My mother asked her about driving, and this lady very charmingly explained that she'd given up her driver's license a few years back as a precaution. Then my mother said perhaps there was something to being safe, and the lady explained that at age 102, it's probably not a good idea to drive. My mother nearly fell over. This lady did not "read" as someone much past 70-- she moved easily, spoke fluidly, and was in every way functional and delightful.

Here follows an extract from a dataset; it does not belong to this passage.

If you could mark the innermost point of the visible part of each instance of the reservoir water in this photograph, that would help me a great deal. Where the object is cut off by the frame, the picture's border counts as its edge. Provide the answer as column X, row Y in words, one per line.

I guessed when I saw the Freud on the wall, and quick math after her revelation has her as one of 1911's children, who were my very favorite people to work with nearly 20 years ago when I was a nursing home social worker. Of our 65 residents, almost a third were born in 1911. They grew up between the wars, served in the second, and thrived after. This is my favorite generation, and in mourning their passing, I've dragged my heels at returning to my profession because I know that I'd miss them. And then this remarkable person turns up. I thought she'd gone years ago with the rest. I'd been to so many funerals that I was more than a little burned out.
My mother may have found the place she'd like to settle, but very unexpectedly, I felt social work tapping me on the shoulder again. I felt very much at home among the older set; I always did. I had thought I was done with geriatric social work, but I got a very different message on Saturday from my own insides... the pull back to what I spent years becoming good at doing.
Do I have it in me to have more grueling family conversations, to explain the truth to doctors, to hold hands with dying people and pass tissues to the living? That's not fair-- that's only the harrowing part. This is all sacred work, being in people's most difficult moments with them and helping them make sad and terrible decisions under pressure. There are so many happy moments, too. Because of my profession, I got to see a cross-section of older people who weren't healthy and thriving; so many of them are everyday inspirations.
Maybe I need to work among happy, healthy older people. Even when I worked in the nursing home, I didn't have a day when I wasn't glad to go to work, since I felt that I was working among friends. This sort of work is so much more than just a job. I have a lot to think about.